Later I went away to boarding school and took a photo of that martial arts expert with me. With his narrow waist he looked down at me from the locker in the dormitory while we counted the days when water did not arrive and the red dust accumulated under our fingernails and on the sheets. He with his gesture calling me to fluidity, and I stuck in a social experiment where fungi multiplied on my feet and hunger in my stomach. “Take the shape of what surrounds you,” he seemed to suggest through his jet-black hair, which was already fading under the sun that filtered through the blinds.
“Be like water,” I told myself when the dormitory bathroom, full of filth, was closed because the precious liquid had not reached that fourth floor for eleven straight days. The day I left, I left Bruce Lee’s poster beside my bunk and walked a long stretch along that road to Alquízar, surrounded by parched fields where the latest delirium of Fidel Castro was trying to materialize—through the Food Plan—the planting of plantains with a microjet system that sucked up the water that should have reached our showers and the sweet potatoes of the local farmers.
This Thursday, March 12, I woke up humming a song. “I’ll tell them I arrived from a strange world,” I said to myself as soon as I put my feet on the floor in the middle of a blackout. The smell of burning garbage has returned after a few days of relief. Last night we heard the echoes of a pot-banging protest in the Lawton area. The wind carried that clatter and also the sound of shouting from a completely dark neighborhood. Noise, like water, has strange ways of spreading. Sometimes it arrives intermittently, and other times it seems the pot that is ringing is only a few meters away, even though someone is striking it in another municipality. During the protests of July 11, 2021 the roars of euphoria kept reaching us even deep into the night.

The tank of my building is falling apart. When the cistern on the ground floor is full, it can fill the giant on the roof two and a half times. But the imposing structure, which distinguishes this concrete block from others in the area and gives it a certain air of an airport control tower, is crumbling. It has supplied more than 140 apartments for four decades and, during all that time, it has not received a single repair. Now the steel is exposed on the outside and the ship’s ladder that once led to the top has lost several rungs to rust.
The last person to climb down that structure was my husband, Reinaldo. As he descended, the steps were disintegrating under his feet. Later a brigade came to assess the damage and calculated that repairing the building’s tank would cost, at minimum, more than three million pesos. That was a couple of years ago, so by now it surely costs double… or triple. In the meantime, fragments have continued to fall. A multifamily apartment building has large communal areas that the Cuban state long ago stopped taking responsibility for and that residents cannot afford to maintain. The hydraulic system is one of the most affected in these buildings that copied Eastern European architecture in this tropical Havana.
My neighbor says there’s little time left, that perhaps two weeks remain before the whole regime collapses and things “start getting fixed.” I am not as optimistic as she is. Sometimes I have the nightmare that the rooftop tank splits open like a pumpkin and I fail to warn the people walking on the sidewalk below in time.

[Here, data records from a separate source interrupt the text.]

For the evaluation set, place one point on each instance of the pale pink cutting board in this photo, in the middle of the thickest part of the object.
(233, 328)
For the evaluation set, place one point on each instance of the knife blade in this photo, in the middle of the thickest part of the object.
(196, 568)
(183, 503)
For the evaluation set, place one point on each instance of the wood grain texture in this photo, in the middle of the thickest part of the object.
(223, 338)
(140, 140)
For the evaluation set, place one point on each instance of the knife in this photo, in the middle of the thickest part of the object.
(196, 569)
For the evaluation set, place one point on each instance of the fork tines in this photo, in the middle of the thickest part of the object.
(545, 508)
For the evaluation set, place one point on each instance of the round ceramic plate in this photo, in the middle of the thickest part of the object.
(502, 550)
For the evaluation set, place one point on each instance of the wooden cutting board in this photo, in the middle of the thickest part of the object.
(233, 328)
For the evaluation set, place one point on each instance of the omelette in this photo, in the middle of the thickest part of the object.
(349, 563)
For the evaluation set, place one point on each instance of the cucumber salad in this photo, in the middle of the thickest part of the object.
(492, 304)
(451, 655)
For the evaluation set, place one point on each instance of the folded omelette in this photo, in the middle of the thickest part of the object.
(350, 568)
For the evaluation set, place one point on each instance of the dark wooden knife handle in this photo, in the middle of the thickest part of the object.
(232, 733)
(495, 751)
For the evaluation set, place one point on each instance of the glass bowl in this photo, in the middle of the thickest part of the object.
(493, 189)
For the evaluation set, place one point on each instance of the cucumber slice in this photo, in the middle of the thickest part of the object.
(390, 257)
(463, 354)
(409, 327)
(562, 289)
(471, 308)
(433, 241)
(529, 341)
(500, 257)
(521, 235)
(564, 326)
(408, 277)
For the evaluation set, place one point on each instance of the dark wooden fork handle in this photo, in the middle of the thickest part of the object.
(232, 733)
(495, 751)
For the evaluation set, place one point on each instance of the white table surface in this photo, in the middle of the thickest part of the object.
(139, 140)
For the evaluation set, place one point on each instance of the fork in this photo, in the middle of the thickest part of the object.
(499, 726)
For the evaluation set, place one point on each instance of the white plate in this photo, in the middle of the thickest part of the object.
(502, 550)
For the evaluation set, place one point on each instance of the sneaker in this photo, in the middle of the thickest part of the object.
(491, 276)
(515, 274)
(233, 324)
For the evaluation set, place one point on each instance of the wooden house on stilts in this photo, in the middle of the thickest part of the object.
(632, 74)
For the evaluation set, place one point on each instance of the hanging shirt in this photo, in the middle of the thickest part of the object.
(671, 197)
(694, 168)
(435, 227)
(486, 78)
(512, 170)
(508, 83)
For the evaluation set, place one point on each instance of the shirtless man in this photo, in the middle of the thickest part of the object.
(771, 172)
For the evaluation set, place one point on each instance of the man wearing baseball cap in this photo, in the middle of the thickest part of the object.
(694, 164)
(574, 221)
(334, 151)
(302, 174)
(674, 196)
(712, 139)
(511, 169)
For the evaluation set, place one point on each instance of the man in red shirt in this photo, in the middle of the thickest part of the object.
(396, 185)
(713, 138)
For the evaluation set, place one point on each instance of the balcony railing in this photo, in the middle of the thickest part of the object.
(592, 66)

Other times I dream that I search and cannot find any more bottles, basins, or buckets to fill. An unexpected hole empties all my reserves, and I can only manage to save what fits in the cup of my hands.
“Be like water,” Bruce Lee repeats to me from somewhere deep in my memory. But how can one take shape and adapt to a world as strange as the one we inhabit? How can one endure in this city if the pipes are dry and the purr of the pump that fills the deteriorating colossus above our heads can no longer be heard?